To use a custom scoring function, pass in a function with the following signature:

  • worda_count - number of corpus occurrences in sentences of the first token in the bigram being scored

  • wordb_count - number of corpus occurrences in sentences of the second token in the bigram being scored

  • bigram_count - number of occurrences in sentences of the whole bigram

  • len_vocab - the number of unique tokens in sentences

  • min_count - the min_count setting of the Phrases class

  • corpus_word_count - the total number of tokens (non-unique) in sentences

The scoring function must accept all these parameters, even if it doesn’t use them in its scoring. The scoring function must be pickleable.

add_vocab(sentences)

Update model with new sentences.

Parameters

sentences (iterable of list of str) – Text corpus.

Example

>>> from gensim.test.utils import datapath
>>> from gensim.models.word2vec import Text8Corpus
>>> from gensim.models.phrases import Phrases
>>> # Create corpus and use it for phrase detector
>>> sentences = Text8Corpus(datapath('testcorpus.txt'))
>>> phrases = Phrases(sentences)  # train model
>>> assert len(phrases.vocab) == 37
>>>
>>> more_sentences = [
...     [u'the', u'mayor', u'of', u'new', u'york', u'was', u'there'],
...     [u'machine', u'learning', u'can', u'be', u'new', u'york', u'sometimes']
... ]
>>>
>>> phrases.add_vocab(more_sentences)  # add new sentences to model
>>> assert len(phrases.vocab) == 60
analyze_sentence(sentence, threshold, common_terms, scorer)
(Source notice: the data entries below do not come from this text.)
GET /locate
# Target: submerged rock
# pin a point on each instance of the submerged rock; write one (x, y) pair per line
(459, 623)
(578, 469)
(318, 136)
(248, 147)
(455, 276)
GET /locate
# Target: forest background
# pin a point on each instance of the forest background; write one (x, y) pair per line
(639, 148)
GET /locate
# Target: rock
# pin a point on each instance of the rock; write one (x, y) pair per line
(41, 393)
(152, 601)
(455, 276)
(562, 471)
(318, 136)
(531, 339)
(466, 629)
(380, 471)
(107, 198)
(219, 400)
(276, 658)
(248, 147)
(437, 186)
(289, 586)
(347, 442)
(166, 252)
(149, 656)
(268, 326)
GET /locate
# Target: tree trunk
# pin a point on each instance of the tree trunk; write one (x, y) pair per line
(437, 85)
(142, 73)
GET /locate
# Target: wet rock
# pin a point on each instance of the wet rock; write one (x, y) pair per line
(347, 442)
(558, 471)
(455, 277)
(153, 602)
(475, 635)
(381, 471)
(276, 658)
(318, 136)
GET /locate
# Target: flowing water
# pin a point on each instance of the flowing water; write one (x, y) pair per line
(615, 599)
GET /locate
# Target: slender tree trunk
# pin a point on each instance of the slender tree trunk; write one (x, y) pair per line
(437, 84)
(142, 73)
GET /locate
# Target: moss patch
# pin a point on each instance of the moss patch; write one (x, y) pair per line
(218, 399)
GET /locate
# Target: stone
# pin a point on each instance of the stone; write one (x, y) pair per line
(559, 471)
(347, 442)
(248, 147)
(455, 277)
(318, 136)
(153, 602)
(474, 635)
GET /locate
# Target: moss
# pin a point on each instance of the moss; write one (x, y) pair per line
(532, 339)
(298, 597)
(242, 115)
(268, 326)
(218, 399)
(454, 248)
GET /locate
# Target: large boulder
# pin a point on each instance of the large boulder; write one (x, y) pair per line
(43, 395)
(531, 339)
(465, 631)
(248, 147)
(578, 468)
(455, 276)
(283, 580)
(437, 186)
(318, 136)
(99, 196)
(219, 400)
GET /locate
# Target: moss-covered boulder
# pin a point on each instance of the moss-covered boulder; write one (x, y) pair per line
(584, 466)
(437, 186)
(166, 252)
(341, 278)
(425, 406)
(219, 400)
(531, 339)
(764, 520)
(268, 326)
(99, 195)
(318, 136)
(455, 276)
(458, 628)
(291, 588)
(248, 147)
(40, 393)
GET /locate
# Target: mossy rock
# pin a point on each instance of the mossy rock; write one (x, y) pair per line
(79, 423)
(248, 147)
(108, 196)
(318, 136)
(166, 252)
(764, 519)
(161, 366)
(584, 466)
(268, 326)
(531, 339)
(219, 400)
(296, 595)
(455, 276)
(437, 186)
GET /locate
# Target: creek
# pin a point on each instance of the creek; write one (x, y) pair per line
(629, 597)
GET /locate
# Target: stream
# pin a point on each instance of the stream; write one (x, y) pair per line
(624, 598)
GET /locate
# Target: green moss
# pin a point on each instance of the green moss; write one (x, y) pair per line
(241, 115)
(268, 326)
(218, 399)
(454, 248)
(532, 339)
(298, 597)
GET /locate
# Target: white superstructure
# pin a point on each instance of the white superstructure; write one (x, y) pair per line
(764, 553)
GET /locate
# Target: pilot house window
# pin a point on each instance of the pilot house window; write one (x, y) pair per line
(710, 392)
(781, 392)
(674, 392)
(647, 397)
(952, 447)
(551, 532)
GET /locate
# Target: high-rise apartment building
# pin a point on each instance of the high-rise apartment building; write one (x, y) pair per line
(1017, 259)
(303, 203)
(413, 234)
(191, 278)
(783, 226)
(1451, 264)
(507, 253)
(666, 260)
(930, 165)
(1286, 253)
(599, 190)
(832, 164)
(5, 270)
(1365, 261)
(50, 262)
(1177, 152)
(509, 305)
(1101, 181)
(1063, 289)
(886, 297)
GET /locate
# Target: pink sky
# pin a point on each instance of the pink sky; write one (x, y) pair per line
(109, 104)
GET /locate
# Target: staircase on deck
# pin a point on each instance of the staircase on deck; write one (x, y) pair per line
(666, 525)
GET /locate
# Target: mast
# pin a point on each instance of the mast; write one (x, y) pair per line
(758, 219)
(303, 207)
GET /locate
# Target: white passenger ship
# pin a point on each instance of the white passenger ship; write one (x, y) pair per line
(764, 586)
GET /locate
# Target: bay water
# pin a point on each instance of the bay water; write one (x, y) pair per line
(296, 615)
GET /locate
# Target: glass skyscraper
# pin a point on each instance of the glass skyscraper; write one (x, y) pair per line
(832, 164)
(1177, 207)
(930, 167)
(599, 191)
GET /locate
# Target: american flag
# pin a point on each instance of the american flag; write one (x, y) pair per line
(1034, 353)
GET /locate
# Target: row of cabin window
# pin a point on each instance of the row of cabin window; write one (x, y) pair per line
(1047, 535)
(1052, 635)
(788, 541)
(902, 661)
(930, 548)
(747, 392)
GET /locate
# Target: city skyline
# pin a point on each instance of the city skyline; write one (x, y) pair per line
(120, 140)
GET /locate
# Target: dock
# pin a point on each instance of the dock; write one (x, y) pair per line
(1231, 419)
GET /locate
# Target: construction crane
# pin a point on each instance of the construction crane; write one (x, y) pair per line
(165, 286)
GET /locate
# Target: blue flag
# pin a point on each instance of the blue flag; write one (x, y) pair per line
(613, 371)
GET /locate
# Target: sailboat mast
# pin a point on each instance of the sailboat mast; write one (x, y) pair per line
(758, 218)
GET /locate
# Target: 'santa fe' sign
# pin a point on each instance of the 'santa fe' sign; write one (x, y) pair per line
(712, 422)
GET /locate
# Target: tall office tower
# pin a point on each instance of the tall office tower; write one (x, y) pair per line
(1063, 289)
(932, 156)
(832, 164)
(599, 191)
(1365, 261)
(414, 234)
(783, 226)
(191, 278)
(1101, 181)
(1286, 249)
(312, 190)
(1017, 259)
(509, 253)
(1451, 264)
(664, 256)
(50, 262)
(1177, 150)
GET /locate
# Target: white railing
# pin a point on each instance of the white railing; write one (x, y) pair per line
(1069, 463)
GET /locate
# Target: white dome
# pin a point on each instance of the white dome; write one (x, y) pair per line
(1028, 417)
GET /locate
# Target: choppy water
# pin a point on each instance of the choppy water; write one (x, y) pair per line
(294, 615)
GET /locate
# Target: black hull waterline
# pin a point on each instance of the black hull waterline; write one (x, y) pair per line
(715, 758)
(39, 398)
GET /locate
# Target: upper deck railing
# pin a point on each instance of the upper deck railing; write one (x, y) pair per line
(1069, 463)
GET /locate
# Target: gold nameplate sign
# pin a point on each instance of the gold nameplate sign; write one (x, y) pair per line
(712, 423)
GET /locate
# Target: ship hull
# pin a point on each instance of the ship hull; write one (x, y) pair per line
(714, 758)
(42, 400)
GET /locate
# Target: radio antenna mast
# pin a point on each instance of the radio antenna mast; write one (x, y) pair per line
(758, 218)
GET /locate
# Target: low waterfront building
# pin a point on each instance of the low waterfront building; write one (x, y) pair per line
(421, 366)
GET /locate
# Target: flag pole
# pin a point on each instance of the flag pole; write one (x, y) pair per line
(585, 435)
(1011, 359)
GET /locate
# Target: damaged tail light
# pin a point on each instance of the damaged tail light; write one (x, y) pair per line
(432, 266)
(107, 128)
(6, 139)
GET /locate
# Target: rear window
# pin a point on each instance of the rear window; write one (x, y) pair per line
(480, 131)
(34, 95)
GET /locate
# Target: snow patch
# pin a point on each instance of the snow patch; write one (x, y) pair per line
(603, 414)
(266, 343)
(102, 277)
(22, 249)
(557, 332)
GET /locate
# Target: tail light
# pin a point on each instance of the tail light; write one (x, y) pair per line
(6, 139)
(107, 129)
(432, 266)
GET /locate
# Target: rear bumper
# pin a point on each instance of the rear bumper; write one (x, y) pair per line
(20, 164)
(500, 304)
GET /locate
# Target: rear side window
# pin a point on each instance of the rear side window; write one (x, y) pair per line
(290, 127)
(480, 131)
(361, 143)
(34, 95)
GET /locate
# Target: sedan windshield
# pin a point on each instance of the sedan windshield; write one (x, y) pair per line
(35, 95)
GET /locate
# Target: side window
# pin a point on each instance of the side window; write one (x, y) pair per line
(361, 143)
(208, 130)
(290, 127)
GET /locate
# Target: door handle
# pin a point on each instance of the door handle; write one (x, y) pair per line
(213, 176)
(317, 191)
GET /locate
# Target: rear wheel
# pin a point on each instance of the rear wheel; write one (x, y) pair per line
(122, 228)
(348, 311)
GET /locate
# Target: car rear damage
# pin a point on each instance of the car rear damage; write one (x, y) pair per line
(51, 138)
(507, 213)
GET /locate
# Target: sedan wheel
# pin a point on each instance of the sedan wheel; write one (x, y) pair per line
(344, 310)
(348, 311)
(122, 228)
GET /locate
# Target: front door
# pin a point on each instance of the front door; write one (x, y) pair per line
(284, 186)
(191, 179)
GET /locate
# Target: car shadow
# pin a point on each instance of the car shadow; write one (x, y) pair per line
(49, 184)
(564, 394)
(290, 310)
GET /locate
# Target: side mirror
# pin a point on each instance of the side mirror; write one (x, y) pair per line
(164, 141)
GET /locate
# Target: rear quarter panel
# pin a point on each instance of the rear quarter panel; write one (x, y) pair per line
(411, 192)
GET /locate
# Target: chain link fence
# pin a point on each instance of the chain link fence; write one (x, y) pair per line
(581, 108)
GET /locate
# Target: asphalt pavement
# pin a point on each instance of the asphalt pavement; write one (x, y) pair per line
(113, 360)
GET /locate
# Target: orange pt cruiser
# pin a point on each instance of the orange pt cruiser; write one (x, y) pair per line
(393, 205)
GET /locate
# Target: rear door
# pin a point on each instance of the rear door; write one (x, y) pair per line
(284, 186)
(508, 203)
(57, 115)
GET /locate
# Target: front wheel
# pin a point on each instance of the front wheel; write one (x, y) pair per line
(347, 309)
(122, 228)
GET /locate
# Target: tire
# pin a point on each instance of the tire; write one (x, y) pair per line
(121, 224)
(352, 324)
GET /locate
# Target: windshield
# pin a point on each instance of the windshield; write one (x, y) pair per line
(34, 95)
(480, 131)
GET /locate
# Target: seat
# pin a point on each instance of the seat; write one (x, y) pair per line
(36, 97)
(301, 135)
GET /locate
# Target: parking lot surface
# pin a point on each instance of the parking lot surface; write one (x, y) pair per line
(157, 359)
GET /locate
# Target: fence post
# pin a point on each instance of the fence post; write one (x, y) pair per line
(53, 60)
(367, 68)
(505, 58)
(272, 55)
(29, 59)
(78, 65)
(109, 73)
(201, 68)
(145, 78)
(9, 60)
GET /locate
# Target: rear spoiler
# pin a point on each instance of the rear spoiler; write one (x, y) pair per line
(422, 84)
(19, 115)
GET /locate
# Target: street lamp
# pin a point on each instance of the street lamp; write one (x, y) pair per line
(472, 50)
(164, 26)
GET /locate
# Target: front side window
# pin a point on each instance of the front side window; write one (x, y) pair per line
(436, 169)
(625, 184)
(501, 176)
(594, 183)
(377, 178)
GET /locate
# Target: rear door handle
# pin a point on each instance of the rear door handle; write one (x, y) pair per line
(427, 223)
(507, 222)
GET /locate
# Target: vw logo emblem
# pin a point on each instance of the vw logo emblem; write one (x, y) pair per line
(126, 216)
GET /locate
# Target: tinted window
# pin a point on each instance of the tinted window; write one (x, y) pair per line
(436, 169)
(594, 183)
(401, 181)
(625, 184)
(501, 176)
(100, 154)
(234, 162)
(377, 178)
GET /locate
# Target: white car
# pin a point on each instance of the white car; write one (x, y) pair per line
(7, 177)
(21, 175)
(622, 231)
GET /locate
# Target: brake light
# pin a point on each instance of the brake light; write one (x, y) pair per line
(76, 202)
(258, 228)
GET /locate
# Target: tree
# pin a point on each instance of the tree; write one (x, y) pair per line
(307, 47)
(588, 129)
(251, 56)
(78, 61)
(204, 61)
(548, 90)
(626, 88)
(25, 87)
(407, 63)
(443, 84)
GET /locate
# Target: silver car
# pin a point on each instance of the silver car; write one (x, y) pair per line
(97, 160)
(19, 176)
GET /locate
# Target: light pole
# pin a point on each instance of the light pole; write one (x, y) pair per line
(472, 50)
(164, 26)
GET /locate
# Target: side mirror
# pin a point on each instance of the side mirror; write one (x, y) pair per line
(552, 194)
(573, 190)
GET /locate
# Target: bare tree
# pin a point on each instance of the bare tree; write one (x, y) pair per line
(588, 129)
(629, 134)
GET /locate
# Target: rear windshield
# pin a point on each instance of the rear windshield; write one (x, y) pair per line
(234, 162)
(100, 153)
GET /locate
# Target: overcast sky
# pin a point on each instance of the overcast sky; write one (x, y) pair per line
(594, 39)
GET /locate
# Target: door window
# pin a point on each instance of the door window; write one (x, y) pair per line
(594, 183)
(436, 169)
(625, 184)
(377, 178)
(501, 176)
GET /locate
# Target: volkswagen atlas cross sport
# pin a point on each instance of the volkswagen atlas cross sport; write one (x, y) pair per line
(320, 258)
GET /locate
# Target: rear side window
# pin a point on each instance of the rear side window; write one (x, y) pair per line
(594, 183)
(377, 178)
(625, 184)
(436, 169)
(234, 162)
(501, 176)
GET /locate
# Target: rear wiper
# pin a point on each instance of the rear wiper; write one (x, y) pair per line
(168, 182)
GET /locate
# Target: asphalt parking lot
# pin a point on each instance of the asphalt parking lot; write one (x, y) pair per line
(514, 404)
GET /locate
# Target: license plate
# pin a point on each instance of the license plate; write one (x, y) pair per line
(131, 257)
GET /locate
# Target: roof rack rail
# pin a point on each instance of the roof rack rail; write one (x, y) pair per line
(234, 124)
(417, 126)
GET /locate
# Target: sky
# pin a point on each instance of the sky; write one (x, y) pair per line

Analyze a sentence, detecting any bigrams that should be concatenated.

Parameters
  • sentence (iterable of str) – Token sequence representing the sentence to be analyzed.

  • threshold (float) – The minimum score for a bigram to be taken into account.

  • common_terms (list of object) – List of common terms, they receive special treatment.

  • scorer (function) – Scorer function, as given to Phrases. See npmi_scorer() and original_scorer().

Yields

(str, score) – If bi-gram detected, a tuple where the first element is a detect bigram, second its score. Otherwise, the first tuple element is a single word and second is None.

export_phrases(sentences, out_delimiter=b' ', as_tuples=False)

Get all phrases that appear in ‘sentences’ that pass the bigram threshold.

Parameters
  • sentences (iterable of list of str) – Text corpus.

  • out_delimiter (str, optional) – Delimiter used to “glue” together words that form a bigram phrase.

  • as_tuples (bool, optional) – Yield (tuple(words), score) instead of (out_delimiter.join(words), score)?

Yields

((str, str), float) **or* (str, float)* – Phrases detected in sentences. Return type depends on the as_tuples parameter.

Example

>>> from gensim.test.utils import datapath
>>> from gensim.models.word2vec import Text8Corpus
>>> from gensim.models.phrases import Phrases
>>>
>>> sentences = Text8Corpus(datapath('testcorpus.txt'))
>>> phrases = Phrases(sentences, min_count=1, threshold=0.1)
>>>
>>> for phrase, score in phrases.export_phrases(sentences):
...     pass
static learn_vocab(sentences, max_vocab_size, delimiter=b'_', progress_per=10000, common_terms=frozenset({}))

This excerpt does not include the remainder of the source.